“The new curriculum will have creativity at its heart, and will set out a fundamental aim to develop well-rounded citizens who can participate fully in all aspects of life and work.”
"I am pleased to introduce this report on the 2018-19 phase of Creative learning through the arts – an action plan for Wales. As we move through the final phase of the five-year programme, it is opportune to reflect on the incredible impact that it has made."
As at August 2019, the programme has supported 1,188 state-maintained schools, equating to 79 per cent of schools in Wales. It has provided over 119,000 opportunities for learners to participate in creative activity, and in excess of 4,000 opportunities for teachers, to benefit from professional learning via the Lead Creative Schools Scheme and Regional Arts and Education Networks activity.
The Lead Creative Schools Scheme has worked with 559 schools – over a third of the schools in Wales – while the Networks have supported teachers and creative professionals to build positive partnerships to support the arts in education.
It has been of tremendous benefit that Creative learning through the arts has run in parallel with the Welsh Government’s intensive education reform agenda, and I cannot emphasise highly enough the vital contribution made by this provision, and more generally by the Arts Council of Wales, to informing the development of our new curriculum, which will be made available in January 2020 for introduction from 2022 onwards.
“Creativity supports this through helping young people, from whatever background, to develop their talents and skills.”

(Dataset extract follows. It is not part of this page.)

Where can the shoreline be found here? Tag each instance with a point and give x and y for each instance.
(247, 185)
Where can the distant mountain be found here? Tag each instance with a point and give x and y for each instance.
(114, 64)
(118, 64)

The new curriculum will have creativity at its heart, and will set out a fundamental aim to develop well-rounded citizens who can participate fully in all aspects of life and work. Creativity supports this through helping young people, from whatever background, to develop their talents and skills.
The improvements brought about through Creative learning through the arts are already evident in participating schools; some achievements can be measured through school attendance and test scores but teachers are also telling us about how they observe learners growing in confidence, taking the lead in group situations, and improving their decision-making and problem-solving skills.
Creative learning through the arts has therefore formed a key element to our approach to supporting and embedding creativity in the curriculum, helping learners in their development, and also teachers who can progress as ‘creative teachers’ in their teaching across the curriculum. This provides a wealth of positive practice to support our future education agenda.